Evidence of phenotypic and genomic adaptation along three elevational transects in Quercus lobata Née

Background/Question/Methods

Identifying phenotypes and genes in natural populations that are under selection by local climate is an important goal for evaluating local adaptation in response to climate. Elevational gradients offer a rare opportunity to evaluate the extent of local adaptation in response to climate over small spatial scales.  We sampled leaves for morphological and genetic analysis and acorns from 132 Quercus lobata trees (valley oak) from three elevational transect: Mount Hamilton (Santa Clara) in the Coastal Ranges, Madera (Madera) in the Sierra Foothills and Techachapi region (Kern Co.) of the Transverse Ranges.  Specific goals are to test: i) clines in morphological traits with climate gradients on trees samples; ii) heritability of those morphological traits on the seedlings, and iii) genetic clines with climate gradients using associations of single-nucleotide polymorphisms (SNPs) and climate variables. We measured leaf thickness, leaf dry mass, leaf shape, leaf area for each tree and analyzed the data using canonical discriminant function analysis and linear correlations. From the seedlings, we recorded days to germination, diameter, height and will record the same leaf traits as in the adult trees.

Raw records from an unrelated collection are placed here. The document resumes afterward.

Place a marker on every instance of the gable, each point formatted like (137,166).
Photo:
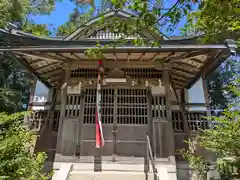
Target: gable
(94,29)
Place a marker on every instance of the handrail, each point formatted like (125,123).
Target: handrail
(149,156)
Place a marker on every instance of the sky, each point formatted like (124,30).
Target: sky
(61,15)
(63,9)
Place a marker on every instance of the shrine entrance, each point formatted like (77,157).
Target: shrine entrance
(124,118)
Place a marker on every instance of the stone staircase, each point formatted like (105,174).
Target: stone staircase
(126,168)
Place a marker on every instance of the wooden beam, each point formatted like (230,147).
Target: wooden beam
(182,73)
(187,65)
(46,66)
(22,60)
(118,64)
(128,57)
(50,72)
(188,55)
(183,70)
(167,59)
(40,56)
(181,106)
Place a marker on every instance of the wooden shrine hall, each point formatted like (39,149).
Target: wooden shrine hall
(144,90)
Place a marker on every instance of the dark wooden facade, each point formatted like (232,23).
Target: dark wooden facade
(143,92)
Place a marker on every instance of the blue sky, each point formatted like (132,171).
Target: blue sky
(61,14)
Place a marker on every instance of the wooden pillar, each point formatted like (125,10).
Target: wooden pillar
(62,111)
(114,132)
(181,104)
(206,97)
(150,121)
(81,118)
(170,135)
(32,90)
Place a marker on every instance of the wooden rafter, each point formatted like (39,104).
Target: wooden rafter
(63,57)
(188,55)
(167,59)
(196,60)
(182,70)
(179,75)
(35,61)
(57,77)
(40,56)
(128,57)
(76,56)
(191,66)
(51,72)
(179,78)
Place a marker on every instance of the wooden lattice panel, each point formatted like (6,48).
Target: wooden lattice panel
(35,120)
(107,96)
(196,121)
(132,106)
(138,73)
(73,107)
(177,121)
(159,107)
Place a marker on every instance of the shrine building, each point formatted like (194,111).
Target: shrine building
(147,106)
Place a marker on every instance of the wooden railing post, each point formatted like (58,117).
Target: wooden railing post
(62,110)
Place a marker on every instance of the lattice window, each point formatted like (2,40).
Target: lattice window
(159,107)
(132,106)
(73,105)
(56,121)
(145,73)
(196,121)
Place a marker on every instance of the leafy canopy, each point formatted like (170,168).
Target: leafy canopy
(223,140)
(17,162)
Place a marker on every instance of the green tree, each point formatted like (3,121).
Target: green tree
(223,140)
(14,79)
(218,80)
(17,161)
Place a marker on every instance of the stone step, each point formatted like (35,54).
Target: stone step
(110,175)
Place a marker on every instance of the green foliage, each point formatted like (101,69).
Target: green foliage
(14,85)
(223,140)
(16,158)
(214,18)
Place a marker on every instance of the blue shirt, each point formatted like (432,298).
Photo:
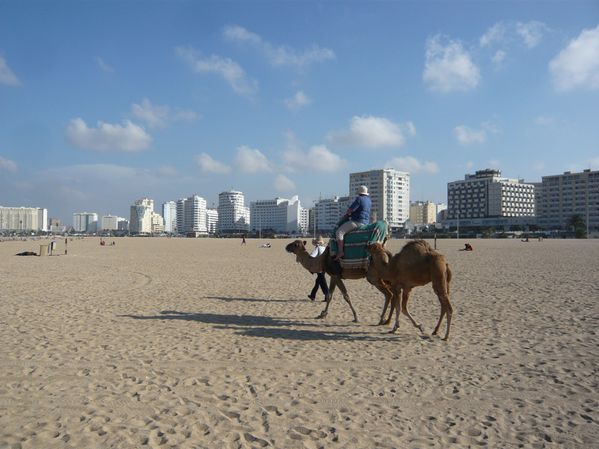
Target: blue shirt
(361,209)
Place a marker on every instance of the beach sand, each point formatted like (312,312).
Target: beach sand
(207,344)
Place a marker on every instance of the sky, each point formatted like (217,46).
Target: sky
(103,103)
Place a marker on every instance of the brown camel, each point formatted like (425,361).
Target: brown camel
(333,268)
(415,265)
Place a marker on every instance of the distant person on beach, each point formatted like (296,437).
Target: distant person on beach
(319,248)
(358,214)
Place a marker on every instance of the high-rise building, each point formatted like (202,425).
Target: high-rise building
(562,196)
(23,219)
(85,222)
(423,212)
(169,213)
(141,216)
(328,212)
(389,190)
(233,215)
(280,215)
(487,194)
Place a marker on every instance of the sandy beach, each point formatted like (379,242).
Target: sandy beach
(207,344)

We generated genomic data using a genotyping-by-sequencing approach and analyzed SNPs using multivariate redundancy analysis and linear mixed models (EMMAX).

Results/Conclusions

For adult samples, leaf dry mass and leaf thickness explained most of the difference among transects. Leaf thickness was negatively correlated with elevation in the Madera and Techachapi transects (R² = 0.31, 0.17, respectively; P< 0.01), negatively correlated with growing season precipitation (gsp) in Madera (R² = 0.38; P=0.0001), and positively correlated with frost-free period (ffp) in Techachapi (R² = 0.23; P=0.0003). For the third transect, Mt. Hamilton, we found no significant correlations between leaf traits and elevation/climate. Morphological analyses of seedlings are underway, and several traits have high heritability. For Mt. Hamilton, SNP-climate association analysis of 5,379 SNPs from 21 trees using redundancy analysis showed significant correlation between SNP allele frequency and climate (P = 0.04), where climate explains 65.2% of SNP variation when geography was controlled, and growing degree-days >5°C (dd5), ffp and gsp explained most of the SNP variation along altitudinal gradients. For Mt. Hamilton, SNP-climate association analysis using EMMAX, showed 7 SNPs significantly associated with dd5, ffp, and gsp (P< 0.0001; Q=0.0001- 0.13, after correction for multiple tests).  In conclusion, we find genetically-based morphological variation associating with gradients and SNPs that provide evidence for local adaption to climate.